Monday, February 10, 2014

SQL Server: looking for disk errors and timeouts

Error conditions and timeouts can cause confounding performance and resource utilization conditions.  In many cases, utilization of different resources tend to trend upward together (most of the workloads I am concerned with have a strong positive correlation between CPU utilization and disk throughput).  There are also many cases of different metrics for the same set of resources with a predictable relationship to each other: as IOPs increase, disk bytes/second generally increases.  On a database system using HDDs, as read IOPs and read bytes/second increase, read latency tends to increase.

However, disk related errors and timeouts can cause performance conditions that just don't make sense when the normal graphs for bytes/second vs latency are consulted.  Normal relationships can be thrown asunder with extremely high average latency, even at very low total reads or writes per unit time.
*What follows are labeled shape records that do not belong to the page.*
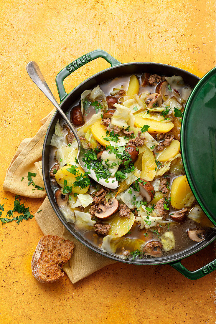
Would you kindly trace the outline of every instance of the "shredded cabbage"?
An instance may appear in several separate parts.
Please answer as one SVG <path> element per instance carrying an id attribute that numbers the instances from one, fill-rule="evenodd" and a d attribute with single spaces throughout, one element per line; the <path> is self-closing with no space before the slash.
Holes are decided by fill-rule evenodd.
<path id="1" fill-rule="evenodd" d="M 67 222 L 70 223 L 75 222 L 75 219 L 73 210 L 66 205 L 60 207 L 60 210 Z"/>
<path id="2" fill-rule="evenodd" d="M 129 191 L 131 193 L 130 193 Z M 134 198 L 135 196 L 135 199 Z M 124 203 L 131 209 L 136 207 L 136 202 L 142 201 L 143 200 L 143 198 L 140 195 L 139 193 L 135 191 L 131 187 L 128 188 L 120 194 L 119 197 Z"/>
<path id="3" fill-rule="evenodd" d="M 119 104 L 114 104 L 114 106 L 117 108 L 117 109 L 111 119 L 111 123 L 113 125 L 121 128 L 126 128 L 127 127 L 127 122 L 130 115 L 129 110 L 122 105 Z"/>
<path id="4" fill-rule="evenodd" d="M 57 150 L 56 158 L 60 168 L 65 164 L 74 164 L 76 163 L 75 158 L 77 158 L 78 150 L 78 144 L 76 141 L 72 143 L 70 146 L 63 146 L 62 148 Z"/>
<path id="5" fill-rule="evenodd" d="M 80 193 L 77 195 L 77 197 L 79 199 L 81 205 L 84 208 L 94 201 L 92 197 L 88 193 Z"/>
<path id="6" fill-rule="evenodd" d="M 74 211 L 76 217 L 76 225 L 79 228 L 91 229 L 96 223 L 91 218 L 89 213 L 83 213 L 78 210 Z"/>
<path id="7" fill-rule="evenodd" d="M 116 143 L 115 143 L 116 144 Z M 101 163 L 111 173 L 111 177 L 114 177 L 121 161 L 116 157 L 116 155 L 110 150 L 104 151 L 101 156 Z"/>
<path id="8" fill-rule="evenodd" d="M 53 134 L 51 140 L 50 145 L 57 148 L 61 148 L 63 145 L 67 145 L 66 136 L 67 132 L 62 128 L 59 120 L 57 121 L 55 127 L 55 133 Z"/>
<path id="9" fill-rule="evenodd" d="M 169 251 L 175 247 L 175 238 L 173 232 L 166 232 L 161 238 L 163 249 Z"/>

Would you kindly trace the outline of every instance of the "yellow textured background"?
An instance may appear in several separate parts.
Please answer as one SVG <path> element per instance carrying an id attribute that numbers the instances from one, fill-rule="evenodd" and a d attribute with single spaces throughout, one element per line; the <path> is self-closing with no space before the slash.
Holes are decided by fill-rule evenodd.
<path id="1" fill-rule="evenodd" d="M 34 135 L 53 108 L 27 76 L 29 61 L 38 63 L 56 98 L 58 72 L 97 48 L 123 63 L 160 62 L 200 77 L 215 65 L 214 1 L 1 0 L 0 8 L 1 188 L 20 141 Z M 102 59 L 88 63 L 68 77 L 66 88 L 108 66 Z M 0 194 L 5 210 L 12 209 L 14 195 Z M 32 214 L 42 202 L 21 201 Z M 44 284 L 30 270 L 42 235 L 34 219 L 0 224 L 0 229 L 3 324 L 215 322 L 214 272 L 192 281 L 169 265 L 119 263 L 74 285 L 66 275 Z M 183 264 L 198 268 L 215 258 L 213 248 L 212 244 Z"/>

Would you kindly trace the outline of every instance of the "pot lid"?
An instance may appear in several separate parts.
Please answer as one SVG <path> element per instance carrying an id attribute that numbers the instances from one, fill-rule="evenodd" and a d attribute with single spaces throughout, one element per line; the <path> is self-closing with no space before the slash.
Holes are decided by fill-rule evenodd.
<path id="1" fill-rule="evenodd" d="M 182 122 L 182 161 L 198 204 L 216 225 L 216 68 L 198 83 Z"/>

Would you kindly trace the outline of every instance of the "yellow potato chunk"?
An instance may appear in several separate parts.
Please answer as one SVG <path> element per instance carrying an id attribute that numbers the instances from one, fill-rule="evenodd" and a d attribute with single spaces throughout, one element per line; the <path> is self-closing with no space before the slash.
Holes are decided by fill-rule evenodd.
<path id="1" fill-rule="evenodd" d="M 174 157 L 180 151 L 180 142 L 177 140 L 174 140 L 170 145 L 157 156 L 157 161 L 165 162 Z"/>
<path id="2" fill-rule="evenodd" d="M 96 122 L 94 123 L 91 126 L 91 133 L 95 139 L 102 145 L 103 145 L 103 146 L 106 146 L 107 145 L 109 145 L 109 141 L 103 139 L 104 137 L 106 137 L 107 136 L 108 136 L 109 135 L 107 135 L 106 133 L 106 130 L 105 129 L 105 127 L 106 126 L 103 125 L 101 125 L 100 124 L 101 122 L 99 121 Z"/>
<path id="3" fill-rule="evenodd" d="M 171 122 L 164 122 L 154 119 L 143 118 L 138 116 L 135 116 L 134 126 L 136 127 L 142 127 L 144 125 L 150 126 L 148 132 L 151 134 L 158 133 L 167 133 L 174 127 L 174 125 Z"/>
<path id="4" fill-rule="evenodd" d="M 120 217 L 118 213 L 111 222 L 111 228 L 108 235 L 114 235 L 117 237 L 123 236 L 130 230 L 135 220 L 135 216 L 132 213 L 130 213 L 129 219 L 126 217 Z"/>
<path id="5" fill-rule="evenodd" d="M 139 89 L 139 83 L 136 75 L 134 75 L 130 78 L 129 85 L 127 92 L 128 99 L 132 99 L 134 95 L 138 95 Z"/>
<path id="6" fill-rule="evenodd" d="M 157 165 L 152 152 L 146 146 L 142 159 L 142 166 L 140 177 L 147 181 L 152 181 L 157 172 Z"/>
<path id="7" fill-rule="evenodd" d="M 160 192 L 160 191 L 156 191 L 154 198 L 151 202 L 151 203 L 152 204 L 157 203 L 158 201 L 159 201 L 161 199 L 162 199 L 163 198 L 163 195 L 162 193 Z"/>
<path id="8" fill-rule="evenodd" d="M 174 179 L 171 187 L 172 206 L 181 209 L 190 206 L 194 200 L 194 197 L 188 184 L 186 176 L 180 176 Z"/>
<path id="9" fill-rule="evenodd" d="M 81 188 L 80 187 L 77 186 L 74 187 L 73 186 L 74 182 L 76 181 L 76 177 L 81 174 L 83 175 L 85 173 L 85 171 L 79 166 L 78 166 L 76 168 L 77 172 L 76 174 L 73 174 L 67 170 L 67 169 L 69 168 L 71 166 L 65 165 L 61 169 L 57 171 L 55 175 L 56 181 L 62 188 L 64 188 L 64 180 L 67 181 L 67 186 L 71 187 L 73 188 L 71 192 L 74 193 L 86 193 L 88 191 L 90 185 L 87 186 L 85 188 Z M 84 178 L 88 178 L 88 177 L 84 177 Z"/>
On the IBM AIX operating system, I use the iostat utility all the time to make sense of disk IO.  (Typically 'iostat -DlRTV', and I use a little awk script to convert all of the suffixes for kb, mb, etc, and seconds to strictly numeric values).  Fortunately, that utility contains columns for timeouts and errors.  In fact, the timeouts and errors encountered for reads are nicely separated from those for writes.  I rarely have to consult those numbers... but when they are needed boy do they come in handy.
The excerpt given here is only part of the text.